If you decide to move forward, you’ll schedule an exam in which your doctor will confirm your prescription, check your eye health and measure your eye.
“We will ask you to not wear contacts before the exam for one week for each year you’ve worn contacts,” Shen says.
This means if you’ve been wearing contacts for the past five years, you’ll need to wear glasses (and go without contacts) for five weeks leading up to the appointment. Contact lenses change the shape of your cornea, so this waiting period allows time for your corneas to revert to their natural shape so your doctor can take accurate measurements.
Roughly a day before the surgery, avoid any lotions or makeup, as they could increase your risk of infection. You’ll also want to plan for someone to drive you home after the surgery.
What can you expect during a refractive surgery?
Refractive surgeries are quick: You can plan to be in and out in about 30 minutes. Better yet, the actual time for the laser to reshape your cornea usually takes less than a minute.
You will start by checking in, and then your doctor will take you to a suite where the surgery will be performed. You’ll sit in a chair and your doctor will apply eye drops, which will take about 30 seconds to numb your eyes. Your doctor will use a device to help keep your eyes open, so you don’t need to worry about accidentally closing them during the procedure.
At this point, your doctor will use a laser to create the corneal flap and then to shape your cornea.
“It’s normal to feel anxious when someone is working on your eye,” Shen says.
The good news is that the process is straightforward and painless. Your vision will be a little blurry and you will hear some noise from the laser, but you won’t feel a thing, Shen notes.
If you’re feeling concerned about anything, you can bring it up with your doctor in the moment. Oftentimes, your doctor will work on both eyes at once, but you can also ask for a breather in between eyes if you need a moment.
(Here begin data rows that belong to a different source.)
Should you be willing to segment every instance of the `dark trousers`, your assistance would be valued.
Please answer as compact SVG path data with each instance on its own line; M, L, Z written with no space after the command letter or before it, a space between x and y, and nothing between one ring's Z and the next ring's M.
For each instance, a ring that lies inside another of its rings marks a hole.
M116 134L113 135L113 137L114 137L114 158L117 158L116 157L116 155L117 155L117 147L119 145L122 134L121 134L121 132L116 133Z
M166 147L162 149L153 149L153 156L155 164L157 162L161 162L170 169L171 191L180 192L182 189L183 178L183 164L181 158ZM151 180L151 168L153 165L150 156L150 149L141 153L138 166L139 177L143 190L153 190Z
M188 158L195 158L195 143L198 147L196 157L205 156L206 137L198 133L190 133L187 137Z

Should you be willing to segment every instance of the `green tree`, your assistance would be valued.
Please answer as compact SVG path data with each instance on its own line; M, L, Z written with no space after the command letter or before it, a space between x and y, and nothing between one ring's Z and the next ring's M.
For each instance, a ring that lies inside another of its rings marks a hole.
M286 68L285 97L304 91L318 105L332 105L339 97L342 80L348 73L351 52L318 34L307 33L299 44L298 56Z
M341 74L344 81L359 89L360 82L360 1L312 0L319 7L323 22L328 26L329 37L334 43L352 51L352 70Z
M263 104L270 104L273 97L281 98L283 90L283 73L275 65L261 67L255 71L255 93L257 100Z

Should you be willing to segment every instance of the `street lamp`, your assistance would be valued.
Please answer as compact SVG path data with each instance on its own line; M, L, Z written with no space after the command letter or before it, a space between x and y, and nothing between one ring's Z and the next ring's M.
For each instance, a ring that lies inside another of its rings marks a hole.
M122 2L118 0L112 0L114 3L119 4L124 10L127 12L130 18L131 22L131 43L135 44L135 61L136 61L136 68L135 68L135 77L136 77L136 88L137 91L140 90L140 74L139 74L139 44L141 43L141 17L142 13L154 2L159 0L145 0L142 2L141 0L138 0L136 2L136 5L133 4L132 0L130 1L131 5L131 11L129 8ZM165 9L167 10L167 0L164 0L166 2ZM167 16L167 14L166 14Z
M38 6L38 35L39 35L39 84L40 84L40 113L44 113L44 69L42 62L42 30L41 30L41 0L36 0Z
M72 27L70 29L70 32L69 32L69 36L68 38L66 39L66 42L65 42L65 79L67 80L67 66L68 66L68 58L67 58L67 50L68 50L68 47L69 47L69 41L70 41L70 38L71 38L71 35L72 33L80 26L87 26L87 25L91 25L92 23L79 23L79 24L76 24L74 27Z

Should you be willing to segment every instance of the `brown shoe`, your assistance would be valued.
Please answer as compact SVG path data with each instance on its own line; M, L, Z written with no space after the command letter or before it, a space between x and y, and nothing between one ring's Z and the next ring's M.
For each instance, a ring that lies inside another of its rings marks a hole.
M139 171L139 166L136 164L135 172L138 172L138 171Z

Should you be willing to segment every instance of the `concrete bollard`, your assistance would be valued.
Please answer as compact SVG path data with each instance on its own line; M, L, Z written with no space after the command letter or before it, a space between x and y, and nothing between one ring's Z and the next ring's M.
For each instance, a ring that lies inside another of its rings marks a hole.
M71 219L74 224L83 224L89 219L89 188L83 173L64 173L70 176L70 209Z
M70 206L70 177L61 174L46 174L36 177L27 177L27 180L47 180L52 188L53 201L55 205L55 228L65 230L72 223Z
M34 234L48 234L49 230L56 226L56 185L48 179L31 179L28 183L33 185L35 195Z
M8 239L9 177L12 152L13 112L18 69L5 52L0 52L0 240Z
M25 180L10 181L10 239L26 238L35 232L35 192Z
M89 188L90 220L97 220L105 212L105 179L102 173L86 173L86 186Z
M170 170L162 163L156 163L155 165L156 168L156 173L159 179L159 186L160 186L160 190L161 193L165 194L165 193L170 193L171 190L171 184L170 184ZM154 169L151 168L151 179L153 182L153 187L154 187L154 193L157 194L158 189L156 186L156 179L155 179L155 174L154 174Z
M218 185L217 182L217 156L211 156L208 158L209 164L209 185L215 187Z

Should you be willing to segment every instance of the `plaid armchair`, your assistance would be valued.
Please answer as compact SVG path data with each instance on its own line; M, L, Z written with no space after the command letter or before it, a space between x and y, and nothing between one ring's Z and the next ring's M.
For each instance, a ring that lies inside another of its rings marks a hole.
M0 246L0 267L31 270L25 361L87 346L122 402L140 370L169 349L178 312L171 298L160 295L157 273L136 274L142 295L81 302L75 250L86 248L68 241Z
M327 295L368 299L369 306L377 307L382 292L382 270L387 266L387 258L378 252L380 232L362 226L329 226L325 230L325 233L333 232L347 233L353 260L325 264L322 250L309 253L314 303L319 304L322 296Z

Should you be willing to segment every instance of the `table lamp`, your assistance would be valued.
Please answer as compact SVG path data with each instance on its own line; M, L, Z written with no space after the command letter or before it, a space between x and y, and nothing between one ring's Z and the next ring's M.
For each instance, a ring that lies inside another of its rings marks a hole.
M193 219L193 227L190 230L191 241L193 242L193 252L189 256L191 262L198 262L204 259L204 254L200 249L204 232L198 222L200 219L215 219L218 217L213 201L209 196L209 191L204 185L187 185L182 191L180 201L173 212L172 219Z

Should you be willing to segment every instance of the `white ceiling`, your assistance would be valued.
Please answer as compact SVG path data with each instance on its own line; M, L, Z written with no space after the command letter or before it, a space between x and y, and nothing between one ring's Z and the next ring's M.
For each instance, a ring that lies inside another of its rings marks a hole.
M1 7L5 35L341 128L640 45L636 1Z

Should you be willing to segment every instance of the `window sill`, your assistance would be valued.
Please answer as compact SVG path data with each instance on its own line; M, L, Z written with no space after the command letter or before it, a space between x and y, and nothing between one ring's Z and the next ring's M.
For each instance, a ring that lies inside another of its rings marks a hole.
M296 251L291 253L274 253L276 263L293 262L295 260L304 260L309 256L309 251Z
Once your doctor has reshaped your corneas, they will put the flap back in place and provide you with a shield to protect your eyes.
What is recovery like after refractive surgery?
Recovery is a little different depending on which refractive surgery you have, but in general, you may experience some itching, sensitivity to light and redness in the first couple days after surgery — though Shen notes that LASIK surgery results in less overall irritation than other refractive surgeries.
No matter the type of refractive surgery, you will be sent home with some eye drops and, if needed, a prescription for pain medication. Shen recommends taking a week off of work after the procedure to help you heal. This is especially true if you work on a computer.
“You can see well enough to function after the procedure but using a computer or cell phone right away will be uncomfortable and might slow down recovery,” she notes.
Avoiding makeup and other products that might cause infection, plus passing on contact sports for the first couple weeks, will also help your eyes rest and recover. Soon, you’ll be back to your regular routine with better vision than ever.
While the decision to do refractive surgery is a big one, it’s also one that offers tremendous benefits.
“Refractive surgery can be quite liberating,” Shen says. “It allows people to do all the activities they like to do without restrictions of glasses or contact lenses.”